Yes but laptop send untag traffic, FTD send tag traffic and SW can't know that tag FTD add.
here you must sure the tag is match and trunk all new WAN VLAN.

ipv6x · ‎09-30-2022

Hi @MHM Cisco World ,

yes, and all the VLAN WANs have the same tag trk1.

MHM Cisco World · ‎09-30-2022

can you share the config of SW and FTD ?

Aref Alsouqi · ‎09-30-2022

Did you connect your laptop directly to the WAN3 router or to a switch port in WAN3 VLAN? if you connected it directly to the WAN3 router then it would mean there is some issues on the WAN3 VLAN switch ports configs.

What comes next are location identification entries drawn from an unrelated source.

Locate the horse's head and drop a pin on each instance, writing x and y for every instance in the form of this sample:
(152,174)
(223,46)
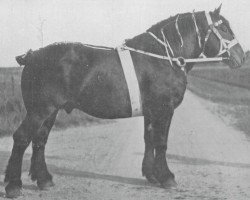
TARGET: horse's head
(220,40)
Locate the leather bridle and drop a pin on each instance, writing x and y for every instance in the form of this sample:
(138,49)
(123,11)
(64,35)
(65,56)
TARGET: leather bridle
(225,45)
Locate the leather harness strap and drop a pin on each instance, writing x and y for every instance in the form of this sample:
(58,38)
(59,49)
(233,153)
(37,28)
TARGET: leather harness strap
(132,81)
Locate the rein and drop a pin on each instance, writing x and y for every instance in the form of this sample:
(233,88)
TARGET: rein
(225,45)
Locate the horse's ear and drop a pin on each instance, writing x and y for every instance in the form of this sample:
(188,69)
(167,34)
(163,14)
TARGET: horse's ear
(217,10)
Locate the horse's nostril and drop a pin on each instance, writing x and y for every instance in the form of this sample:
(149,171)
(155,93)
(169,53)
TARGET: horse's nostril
(244,58)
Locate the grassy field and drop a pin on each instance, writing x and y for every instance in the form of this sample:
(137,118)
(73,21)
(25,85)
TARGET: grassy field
(229,89)
(12,110)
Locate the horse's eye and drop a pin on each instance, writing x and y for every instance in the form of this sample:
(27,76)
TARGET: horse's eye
(224,28)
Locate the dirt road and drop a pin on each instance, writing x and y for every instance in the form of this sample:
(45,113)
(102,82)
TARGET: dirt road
(210,160)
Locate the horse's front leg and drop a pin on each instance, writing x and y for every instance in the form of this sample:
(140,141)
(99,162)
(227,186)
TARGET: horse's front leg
(149,157)
(161,124)
(155,163)
(38,168)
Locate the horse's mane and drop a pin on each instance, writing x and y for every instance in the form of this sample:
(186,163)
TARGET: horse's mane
(167,21)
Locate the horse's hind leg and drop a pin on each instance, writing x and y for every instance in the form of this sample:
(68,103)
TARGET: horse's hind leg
(22,138)
(38,168)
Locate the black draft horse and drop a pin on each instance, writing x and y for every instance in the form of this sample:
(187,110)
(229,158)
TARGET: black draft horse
(73,75)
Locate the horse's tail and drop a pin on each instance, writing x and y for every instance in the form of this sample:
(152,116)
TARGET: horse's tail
(24,58)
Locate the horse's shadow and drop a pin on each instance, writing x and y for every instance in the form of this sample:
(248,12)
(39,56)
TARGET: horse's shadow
(4,156)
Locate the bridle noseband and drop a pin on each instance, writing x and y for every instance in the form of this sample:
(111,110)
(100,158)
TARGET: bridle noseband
(225,45)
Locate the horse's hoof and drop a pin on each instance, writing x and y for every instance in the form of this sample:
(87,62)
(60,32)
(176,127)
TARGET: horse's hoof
(45,185)
(151,179)
(13,191)
(170,183)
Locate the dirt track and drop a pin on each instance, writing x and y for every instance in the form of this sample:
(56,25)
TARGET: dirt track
(210,160)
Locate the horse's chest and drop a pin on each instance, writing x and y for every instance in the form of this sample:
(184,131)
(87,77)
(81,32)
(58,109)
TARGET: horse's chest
(174,89)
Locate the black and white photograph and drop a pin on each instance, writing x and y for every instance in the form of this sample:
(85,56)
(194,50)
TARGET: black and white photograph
(125,99)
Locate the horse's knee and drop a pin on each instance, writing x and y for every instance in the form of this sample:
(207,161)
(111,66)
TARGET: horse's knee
(21,139)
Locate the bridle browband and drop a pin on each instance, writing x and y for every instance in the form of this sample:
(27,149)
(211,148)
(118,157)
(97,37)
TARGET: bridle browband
(225,45)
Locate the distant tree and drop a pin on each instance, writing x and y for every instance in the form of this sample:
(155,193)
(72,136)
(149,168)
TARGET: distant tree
(40,29)
(247,54)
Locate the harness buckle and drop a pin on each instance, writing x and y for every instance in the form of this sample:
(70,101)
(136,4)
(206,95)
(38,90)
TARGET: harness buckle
(180,61)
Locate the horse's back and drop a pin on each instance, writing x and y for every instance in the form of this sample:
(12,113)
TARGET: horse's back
(72,74)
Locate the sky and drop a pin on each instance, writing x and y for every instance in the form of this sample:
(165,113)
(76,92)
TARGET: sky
(99,22)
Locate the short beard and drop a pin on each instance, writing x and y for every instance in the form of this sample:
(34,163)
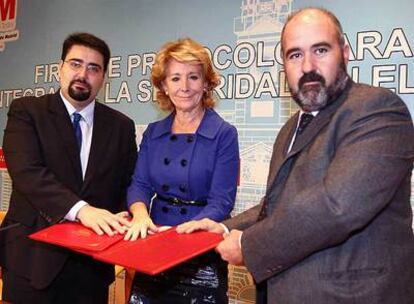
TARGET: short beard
(317,96)
(79,95)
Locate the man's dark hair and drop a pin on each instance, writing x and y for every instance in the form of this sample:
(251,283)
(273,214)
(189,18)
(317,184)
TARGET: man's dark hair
(329,14)
(87,40)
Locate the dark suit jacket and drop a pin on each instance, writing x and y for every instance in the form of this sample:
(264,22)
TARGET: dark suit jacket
(43,162)
(338,225)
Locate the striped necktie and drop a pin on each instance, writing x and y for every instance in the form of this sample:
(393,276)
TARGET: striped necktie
(76,126)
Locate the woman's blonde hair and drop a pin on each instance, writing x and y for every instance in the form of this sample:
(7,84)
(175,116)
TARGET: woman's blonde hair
(184,50)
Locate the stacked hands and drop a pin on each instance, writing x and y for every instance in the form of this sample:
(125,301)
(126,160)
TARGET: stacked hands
(104,222)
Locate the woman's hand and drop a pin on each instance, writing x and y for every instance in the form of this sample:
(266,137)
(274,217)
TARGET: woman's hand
(141,224)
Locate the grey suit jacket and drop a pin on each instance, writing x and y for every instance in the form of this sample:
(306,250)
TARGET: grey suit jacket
(338,225)
(43,161)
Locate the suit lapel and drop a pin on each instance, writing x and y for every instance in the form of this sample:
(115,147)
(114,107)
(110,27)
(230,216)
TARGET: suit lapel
(101,135)
(60,117)
(280,149)
(281,160)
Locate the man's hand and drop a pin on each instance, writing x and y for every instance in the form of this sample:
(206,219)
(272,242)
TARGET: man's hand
(204,224)
(102,221)
(229,248)
(140,226)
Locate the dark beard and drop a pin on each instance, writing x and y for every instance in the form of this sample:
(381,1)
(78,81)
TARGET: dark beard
(317,96)
(79,95)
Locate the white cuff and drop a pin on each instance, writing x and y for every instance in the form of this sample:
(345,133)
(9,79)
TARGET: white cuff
(73,212)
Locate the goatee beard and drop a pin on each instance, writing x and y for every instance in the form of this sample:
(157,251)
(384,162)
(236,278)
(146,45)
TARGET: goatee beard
(79,95)
(316,96)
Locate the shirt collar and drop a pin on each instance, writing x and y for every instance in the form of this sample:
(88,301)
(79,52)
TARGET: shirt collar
(86,112)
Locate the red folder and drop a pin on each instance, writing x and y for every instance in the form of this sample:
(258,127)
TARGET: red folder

Could you please share the sanitized switch ports configs and a quick draft diagram for review?

If you have a single physical connection between the FTD and the switch, then the FTD must have the VLAN IDs assigned to its sub-interfaces that match whatever VLAN IDs you configured on the switch. And from the switch ports perspective, the link between the switch and the FTD must be configured in trunk allowing all those three VLANs, and then the switch ports connected to the ISP routers must be configured in access mode and placed into their respective VLAN.

An exception of the above, would be if you don't configure a VLAN ID on the FTD for one of those three links, and you decide to use the main physical interface for it, then in that case you must configure the native VLAN on the switch trunk link to be the VLAN that is matching whatever you configured on the FTD main interface. For example, you can have WAN1 and 2 configured as sub-interfaces on the FTD, where VLAN tagging is required, and WAN3 configured on the physical interface of the FTD where tagging is not required.

ipv6x · ‎09-30-2022

The configuration is:

FTD-----SWCORE-----WAN1-2-3

FTD have configured 3 interfaces

G0/1 ---> WAN1

G0/2 ---> WAN2

G0/3 ---> WAN 3

in the switch they are connected to port with vlan wan1-2-3 and and they configured like access and tagged with trunk. see the photos

MHM Cisco World · ‎09-30-2022

are the issue with WAN-2 (VLAN31)?
if yes
then you need to make VLAN UP/UP
and you can use no autostate to make VLAN UP always
https://www.cisco.com/c/en/us/support/docs/switches/catalyst-6500-series-switches/41141-188.html

ipv6x · ‎09-30-2022

The WAN2 is down because the secondary FTD is upgrading status.

And we have ARUBA switches.

Aref Alsouqi · ‎09-30-2022

Are you using a dedicate interface on the FTD (as per dia.png file) for each circuit? how did you configure the firewall ports? as sub-interfaces or physical? Based on the dia.png diagram I don't think you need to worry about tagging/trunk at all. You can just configure the firewall physical interfaces and set the switch ports where the firewall interfaces are connected in access mode in their respective VLANs.

ipv6x · ‎09-30-2022

In the FTD i am using physical interfaces and on the sw_core they are configured access port with respective Vlans.

MHM Cisco World · ‎09-30-2022

just one more think to check
you config VLAN in SW with for example port g0/x
are you sure the FTD is connect to this port ?

Aref Alsouqi · ‎09-30-2022

Mmm, can't think of why it shouldn't work then. Can you please try to connect your laptop to a switch port in WAN3 VLAN and try to ping the FTD, and ping the laptop from the FTD?

ipv6x · ‎09-30-2022

yes I can ping from the laptop to FTD and vice-versa, also from the laptop I can ping the gw of the isp router, but from FTD I cannot and i don't know why this?